GRPO-TTA: Test-Time Visual Tuning for Vision-Language Models via GRPO-Driven Reinforcement Learning

arXiv cs.CV / 5/6/2026

📰 NewsIdeas & Deep AnalysisModels & Research

Key Points

  • The paper introduces GRPO-TTA, extending Group Relative Policy Optimization (GRPO) to the test-time adaptation setting for vision-language models.
  • It reformulates class-specific prompt prediction as a group-wise reinforcement learning problem by building output groups from top-K CLIP similarity candidates, allowing optimization without ground-truth labels.
  • The method uses test-time adaptation-specific rewards, including alignment rewards and dispersion rewards, to steer tuning of the visual encoder.
  • Experiments on multiple benchmarks show GRPO-TTA outperforms prior test-time adaptation approaches, with especially large gains under natural distribution shifts.

Abstract

Group Relative Policy Optimization (GRPO) has recently shown strong performance in post-training large language models and vision-language models.

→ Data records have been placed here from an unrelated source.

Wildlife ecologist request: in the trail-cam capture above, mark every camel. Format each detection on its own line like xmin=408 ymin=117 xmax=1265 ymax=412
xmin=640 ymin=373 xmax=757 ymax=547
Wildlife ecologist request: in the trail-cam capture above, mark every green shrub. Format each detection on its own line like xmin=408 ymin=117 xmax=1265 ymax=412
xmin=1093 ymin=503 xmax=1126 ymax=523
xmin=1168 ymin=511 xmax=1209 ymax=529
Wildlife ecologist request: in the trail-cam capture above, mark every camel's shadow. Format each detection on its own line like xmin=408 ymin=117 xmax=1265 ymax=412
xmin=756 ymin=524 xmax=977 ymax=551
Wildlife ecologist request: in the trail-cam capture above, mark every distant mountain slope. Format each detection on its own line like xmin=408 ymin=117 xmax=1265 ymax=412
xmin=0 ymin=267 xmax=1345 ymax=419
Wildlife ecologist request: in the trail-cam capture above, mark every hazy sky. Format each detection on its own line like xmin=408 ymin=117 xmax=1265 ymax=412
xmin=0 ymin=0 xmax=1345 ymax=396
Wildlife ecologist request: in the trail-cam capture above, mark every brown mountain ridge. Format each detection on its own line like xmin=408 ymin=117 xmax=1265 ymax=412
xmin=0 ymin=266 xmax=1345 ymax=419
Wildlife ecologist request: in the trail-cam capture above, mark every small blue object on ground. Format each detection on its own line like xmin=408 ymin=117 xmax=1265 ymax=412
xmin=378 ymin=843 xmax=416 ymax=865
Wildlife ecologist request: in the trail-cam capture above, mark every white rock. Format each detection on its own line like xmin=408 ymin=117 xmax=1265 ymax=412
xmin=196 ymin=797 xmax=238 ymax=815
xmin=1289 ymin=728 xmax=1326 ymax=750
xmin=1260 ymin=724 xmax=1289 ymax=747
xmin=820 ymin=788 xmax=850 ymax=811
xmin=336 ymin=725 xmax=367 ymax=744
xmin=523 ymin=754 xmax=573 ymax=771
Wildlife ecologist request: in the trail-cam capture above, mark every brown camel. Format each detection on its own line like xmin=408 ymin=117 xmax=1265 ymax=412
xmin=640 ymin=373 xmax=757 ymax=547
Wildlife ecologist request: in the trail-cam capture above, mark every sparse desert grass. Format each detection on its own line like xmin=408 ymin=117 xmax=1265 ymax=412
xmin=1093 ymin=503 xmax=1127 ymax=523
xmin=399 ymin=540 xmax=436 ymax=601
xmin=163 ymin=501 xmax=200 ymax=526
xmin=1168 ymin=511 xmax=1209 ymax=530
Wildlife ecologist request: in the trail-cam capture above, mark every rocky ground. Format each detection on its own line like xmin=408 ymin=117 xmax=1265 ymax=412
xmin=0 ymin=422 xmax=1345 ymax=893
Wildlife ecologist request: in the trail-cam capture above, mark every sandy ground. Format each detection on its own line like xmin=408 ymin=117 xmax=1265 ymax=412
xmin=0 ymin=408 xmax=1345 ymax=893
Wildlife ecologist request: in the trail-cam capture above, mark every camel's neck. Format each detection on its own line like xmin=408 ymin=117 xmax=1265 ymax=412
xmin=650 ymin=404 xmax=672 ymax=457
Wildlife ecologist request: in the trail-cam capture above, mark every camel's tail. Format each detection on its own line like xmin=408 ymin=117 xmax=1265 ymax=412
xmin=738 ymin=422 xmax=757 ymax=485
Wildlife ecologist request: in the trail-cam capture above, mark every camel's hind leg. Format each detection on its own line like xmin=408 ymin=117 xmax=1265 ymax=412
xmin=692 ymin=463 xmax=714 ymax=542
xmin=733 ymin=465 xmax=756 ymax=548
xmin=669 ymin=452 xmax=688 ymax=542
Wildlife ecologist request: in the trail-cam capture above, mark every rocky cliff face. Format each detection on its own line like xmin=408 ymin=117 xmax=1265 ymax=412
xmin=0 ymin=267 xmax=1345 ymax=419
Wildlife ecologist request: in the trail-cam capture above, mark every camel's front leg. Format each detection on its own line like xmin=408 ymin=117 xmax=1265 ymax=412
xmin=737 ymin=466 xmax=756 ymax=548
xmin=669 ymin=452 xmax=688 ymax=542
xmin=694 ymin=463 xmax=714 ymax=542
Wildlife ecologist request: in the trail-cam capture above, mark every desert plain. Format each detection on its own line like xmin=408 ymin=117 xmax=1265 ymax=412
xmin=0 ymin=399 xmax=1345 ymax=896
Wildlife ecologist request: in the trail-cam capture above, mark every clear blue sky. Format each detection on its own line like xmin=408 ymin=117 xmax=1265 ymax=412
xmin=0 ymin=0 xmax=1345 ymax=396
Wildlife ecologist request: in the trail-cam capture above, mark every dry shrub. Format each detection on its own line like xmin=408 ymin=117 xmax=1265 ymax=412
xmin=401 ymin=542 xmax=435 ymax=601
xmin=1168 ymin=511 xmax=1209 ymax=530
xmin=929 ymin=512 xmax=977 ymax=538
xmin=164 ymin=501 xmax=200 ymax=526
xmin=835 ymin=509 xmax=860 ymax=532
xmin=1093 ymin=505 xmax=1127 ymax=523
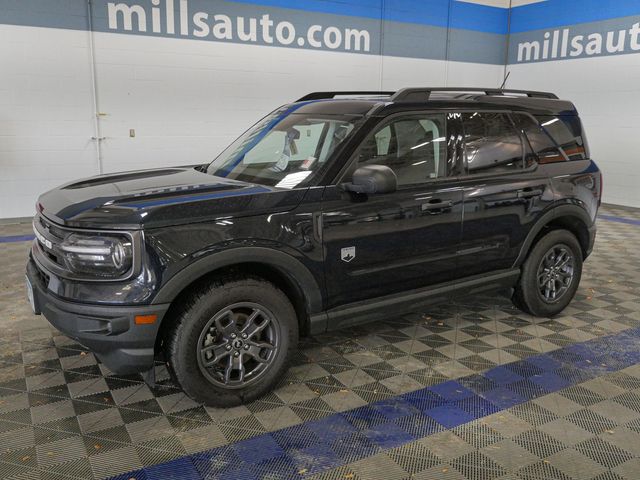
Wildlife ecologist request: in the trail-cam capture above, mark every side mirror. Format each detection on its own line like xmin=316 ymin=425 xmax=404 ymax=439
xmin=344 ymin=165 xmax=398 ymax=193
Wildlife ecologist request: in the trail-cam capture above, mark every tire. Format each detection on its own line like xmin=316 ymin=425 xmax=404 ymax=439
xmin=165 ymin=277 xmax=298 ymax=407
xmin=513 ymin=230 xmax=582 ymax=318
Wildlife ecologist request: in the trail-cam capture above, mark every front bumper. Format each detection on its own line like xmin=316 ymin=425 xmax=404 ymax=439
xmin=27 ymin=258 xmax=169 ymax=374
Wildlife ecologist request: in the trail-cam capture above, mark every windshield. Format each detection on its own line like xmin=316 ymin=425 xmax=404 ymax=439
xmin=207 ymin=105 xmax=361 ymax=188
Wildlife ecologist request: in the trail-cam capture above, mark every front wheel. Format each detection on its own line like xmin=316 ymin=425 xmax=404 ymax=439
xmin=514 ymin=230 xmax=582 ymax=317
xmin=166 ymin=278 xmax=298 ymax=407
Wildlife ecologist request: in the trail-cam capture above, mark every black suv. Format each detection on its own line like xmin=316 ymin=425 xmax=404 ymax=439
xmin=27 ymin=88 xmax=602 ymax=406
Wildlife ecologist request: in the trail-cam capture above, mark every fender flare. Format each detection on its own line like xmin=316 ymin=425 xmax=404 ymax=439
xmin=514 ymin=205 xmax=594 ymax=267
xmin=151 ymin=247 xmax=323 ymax=315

It raises a question of whether the GRPO also significantly promotes the test-time adaptation (TTA) of vision language models. In this paper, we propose Group Relative Policy Optimization for Test-Time Adaptation (GRPO-TTA), which adapts GRPO to the TTA setting by reformulating class-specific prompt prediction as a group-wise policy optimization problem. Specifically, we construct output groups by sampling top-K class candidates from CLIP similarity distributions, enabling probability-driven optimization without access to ground-truth labels. Moreover, we design reward functions tailored to test-time adaptation, including alignment rewards and dispersion rewards, to guide effective visual encoder tuning. Extensive experiments across diverse benchmarks demonstrate that GRPO-TTA consistently outperforms existing test-time adaptation methods, with notably larger performance gains under natural distribution shifts.